(О книге Евгения Чигрина «Неспящая бухта». Москва: «Время», 2013)
«Литература, язык – субстанции более древние и непреходящие, нежели любая форма общественной организации… Разговоры о том, нужна поэзия или нет, являются праздными», – говорит Е. Чигрин в одном из интервью.
Да, действительно, эти разговоры являются праздными ещё и потому, что разговор о необходимости поэзии происходит в ней самой. И речь не о классическом пушкинском разговоре Поэта и Книгопродавца. Поэзия вроде даже устала от самодоказательств. Русская поэзия всегда пребывала в этой тревоге и в этом комплексе своей социальной и метафизической вины, она грезила о чистом искусстве¸ но и в нём (особенно, у А. Фета) сквозила редуцированная социальность, напряжённый социальный конфликт. Сама интимность в нашей поэзии была остро социальна.
В советской легальной поэзии этот конфликт в сильной степени сублимировался в конфликт классовый. Когда же враждебные классы были, мягко говоря, упразднены, класс победивший стал писать о своём, классовом же, одиночестве. Звучит до анекдотичности цинично, но доля правды в такой печальной шутке есть. Классовое одиночество явление трагическое для нашей Родины, оно породило множество хороших стихотворных строк, но одновременно задавило многие таланты.
Те же, кто пребывал вне этого классового одиночество (Леонид Губанов, Венедикт Ерофеев, И. Бродский, пока не уехал), выглядели, как павлины, клюющие окурки на стесанном городском асфальте.
Но благословенное время самиздатовской свободы достаточно давно окончилось. Что же теперь происходит с самодоказательствами русской поэзии, сохранился ли в ней извечный социальный конфликт и, с другой стороны, что сталось с означенным классовым одиночеством?
Евгений Чигрин выносит свою поэзию за рамки социальной злободневности. Но это не значит, что он пребывает вне её. Он выносит постоянно, перманентно, в этом «выносе» – естественная динамика его поэтики. И «вынос», наоборот, как правило, обостряет социальный конфликт, соотнося творчество Чигрина с той самой досоветской русской традицией явного, или скрытого в робком дыхании, социального конфликта.
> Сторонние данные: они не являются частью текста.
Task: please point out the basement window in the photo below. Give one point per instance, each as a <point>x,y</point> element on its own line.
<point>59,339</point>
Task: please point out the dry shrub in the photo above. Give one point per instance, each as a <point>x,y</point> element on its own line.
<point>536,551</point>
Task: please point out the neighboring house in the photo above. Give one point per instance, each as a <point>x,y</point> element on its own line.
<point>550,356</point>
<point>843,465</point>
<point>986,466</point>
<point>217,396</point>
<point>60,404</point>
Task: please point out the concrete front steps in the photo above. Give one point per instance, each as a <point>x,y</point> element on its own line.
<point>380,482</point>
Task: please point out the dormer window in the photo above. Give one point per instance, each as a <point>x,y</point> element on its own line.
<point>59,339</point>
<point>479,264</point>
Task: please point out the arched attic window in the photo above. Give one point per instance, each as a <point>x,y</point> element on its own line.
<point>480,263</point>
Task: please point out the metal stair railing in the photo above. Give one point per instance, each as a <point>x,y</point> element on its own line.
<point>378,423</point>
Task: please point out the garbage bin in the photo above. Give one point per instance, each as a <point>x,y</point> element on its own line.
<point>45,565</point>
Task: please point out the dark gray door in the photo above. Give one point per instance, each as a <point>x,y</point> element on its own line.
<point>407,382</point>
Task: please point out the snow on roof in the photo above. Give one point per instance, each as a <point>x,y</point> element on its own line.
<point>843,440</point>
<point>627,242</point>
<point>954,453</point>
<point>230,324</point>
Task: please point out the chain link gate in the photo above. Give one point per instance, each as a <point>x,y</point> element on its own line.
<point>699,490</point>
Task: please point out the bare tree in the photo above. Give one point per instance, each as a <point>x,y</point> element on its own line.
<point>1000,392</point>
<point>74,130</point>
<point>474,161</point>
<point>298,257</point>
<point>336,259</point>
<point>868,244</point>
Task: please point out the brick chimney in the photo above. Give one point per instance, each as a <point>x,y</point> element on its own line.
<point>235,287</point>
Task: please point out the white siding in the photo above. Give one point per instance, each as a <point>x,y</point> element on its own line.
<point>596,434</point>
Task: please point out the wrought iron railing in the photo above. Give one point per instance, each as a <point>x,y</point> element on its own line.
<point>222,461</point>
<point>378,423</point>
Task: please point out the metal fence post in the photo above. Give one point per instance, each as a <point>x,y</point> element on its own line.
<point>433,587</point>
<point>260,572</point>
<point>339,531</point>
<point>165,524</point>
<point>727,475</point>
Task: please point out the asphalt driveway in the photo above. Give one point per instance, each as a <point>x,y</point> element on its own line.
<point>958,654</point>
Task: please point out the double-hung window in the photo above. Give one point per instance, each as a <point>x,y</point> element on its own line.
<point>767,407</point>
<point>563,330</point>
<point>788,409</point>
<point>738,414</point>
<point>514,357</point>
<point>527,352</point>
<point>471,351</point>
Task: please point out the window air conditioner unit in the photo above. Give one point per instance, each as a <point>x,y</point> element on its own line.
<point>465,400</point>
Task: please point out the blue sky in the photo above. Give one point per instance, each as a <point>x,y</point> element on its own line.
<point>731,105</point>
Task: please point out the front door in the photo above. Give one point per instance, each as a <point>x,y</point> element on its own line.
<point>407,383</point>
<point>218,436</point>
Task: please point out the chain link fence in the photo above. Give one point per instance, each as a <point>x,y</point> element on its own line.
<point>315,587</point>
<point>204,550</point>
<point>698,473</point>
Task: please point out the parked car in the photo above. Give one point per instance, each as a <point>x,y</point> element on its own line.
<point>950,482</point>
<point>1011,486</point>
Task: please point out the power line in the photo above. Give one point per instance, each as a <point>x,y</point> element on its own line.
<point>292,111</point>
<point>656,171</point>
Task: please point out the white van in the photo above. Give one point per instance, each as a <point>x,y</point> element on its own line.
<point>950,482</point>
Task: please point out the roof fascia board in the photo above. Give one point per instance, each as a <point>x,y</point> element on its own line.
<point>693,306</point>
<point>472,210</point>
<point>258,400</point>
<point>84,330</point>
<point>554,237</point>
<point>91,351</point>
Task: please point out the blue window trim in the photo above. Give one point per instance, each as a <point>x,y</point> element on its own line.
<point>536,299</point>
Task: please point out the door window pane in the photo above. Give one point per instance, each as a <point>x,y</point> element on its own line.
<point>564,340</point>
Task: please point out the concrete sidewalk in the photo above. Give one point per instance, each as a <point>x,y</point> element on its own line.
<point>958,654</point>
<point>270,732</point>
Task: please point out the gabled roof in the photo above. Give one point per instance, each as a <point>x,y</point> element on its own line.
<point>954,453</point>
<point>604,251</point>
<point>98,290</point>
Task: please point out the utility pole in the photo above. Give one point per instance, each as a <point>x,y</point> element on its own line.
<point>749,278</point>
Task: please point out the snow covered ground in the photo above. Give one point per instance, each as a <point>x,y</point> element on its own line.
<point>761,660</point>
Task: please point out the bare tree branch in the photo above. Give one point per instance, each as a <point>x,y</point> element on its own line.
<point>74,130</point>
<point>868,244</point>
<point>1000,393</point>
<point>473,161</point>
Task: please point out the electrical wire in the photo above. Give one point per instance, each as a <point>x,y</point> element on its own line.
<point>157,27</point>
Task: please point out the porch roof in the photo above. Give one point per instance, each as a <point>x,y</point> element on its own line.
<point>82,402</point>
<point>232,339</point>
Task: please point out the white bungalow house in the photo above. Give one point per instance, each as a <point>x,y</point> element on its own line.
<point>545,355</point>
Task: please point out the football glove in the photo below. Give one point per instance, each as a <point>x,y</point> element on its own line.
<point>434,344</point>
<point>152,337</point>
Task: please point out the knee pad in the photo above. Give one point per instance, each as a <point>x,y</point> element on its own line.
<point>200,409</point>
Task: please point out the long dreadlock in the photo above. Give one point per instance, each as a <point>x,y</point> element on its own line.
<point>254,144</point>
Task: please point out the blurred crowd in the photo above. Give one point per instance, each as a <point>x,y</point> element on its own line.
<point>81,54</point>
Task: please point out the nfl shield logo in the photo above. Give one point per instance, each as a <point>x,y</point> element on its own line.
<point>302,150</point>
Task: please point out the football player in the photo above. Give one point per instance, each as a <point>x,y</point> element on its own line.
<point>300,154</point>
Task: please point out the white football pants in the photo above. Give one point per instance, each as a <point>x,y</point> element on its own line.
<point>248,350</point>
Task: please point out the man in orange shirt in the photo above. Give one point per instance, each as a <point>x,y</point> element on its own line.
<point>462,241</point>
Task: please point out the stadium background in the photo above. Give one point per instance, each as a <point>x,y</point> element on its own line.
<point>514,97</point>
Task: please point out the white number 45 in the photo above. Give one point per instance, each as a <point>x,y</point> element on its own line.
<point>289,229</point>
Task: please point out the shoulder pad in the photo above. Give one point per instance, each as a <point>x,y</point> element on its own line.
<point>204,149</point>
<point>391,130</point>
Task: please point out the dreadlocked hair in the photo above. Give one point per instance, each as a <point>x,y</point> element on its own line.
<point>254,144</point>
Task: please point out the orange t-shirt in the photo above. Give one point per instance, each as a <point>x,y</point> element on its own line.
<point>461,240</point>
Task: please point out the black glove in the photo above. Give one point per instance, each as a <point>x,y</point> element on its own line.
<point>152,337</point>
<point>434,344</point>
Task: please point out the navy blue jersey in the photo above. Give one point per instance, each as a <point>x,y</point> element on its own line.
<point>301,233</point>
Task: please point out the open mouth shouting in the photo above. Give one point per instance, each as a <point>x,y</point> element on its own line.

Перед нами новая поэтическая книга Чигрина «Неспящая бухта». Вот строки из стихотворения первого раздела «Островистые земли»:
…Не в первый раз – огромная зима,
в которой холод с Колыму размером,
Вся местность – ступор, снежная чума,
губерния, в которой я гомером…
Стоит сразу обратить внимания, что вынос здесь наблюдается не только из внутреннего социального конфликта, но и вообще из языка. Мандельштам сравнивал писание стихов с прыжками через залив с джонки на джонку. Поэзия и должна выпрыгивать из стереотипов общепринятого литературного языка: от общепринятых явлений языка к языковому вечному бытию. Так только самовозраждается язык и литература. В этих строках нет привычной красоты, но красота и не может быть привычной. Культура гибнет под грузом общепринятых красот.
Социальность же здесь заявлена вроде бы со всей очевидностью. «Колыма», внутренне срифмованная с «зимой» и «чумой», отсылает нас не к поэзии, а к прозе Варлама Шаламова, и вообще лагерной теме, ставшей для русской культуры одной из стихий, как та же зима. Ощущение себя «гомером с маленькой буквы» тоже очень природно русской словесности, тут намечается возвращение к величию «маленького» человека; здесь удар по «равноправию», как советскому, так и либеральному, это самое величие «маленького» человека исключающему,– раз уж все равны…
Но какой же тогда вынос из социальности? – возникает вопрос, – где он тут?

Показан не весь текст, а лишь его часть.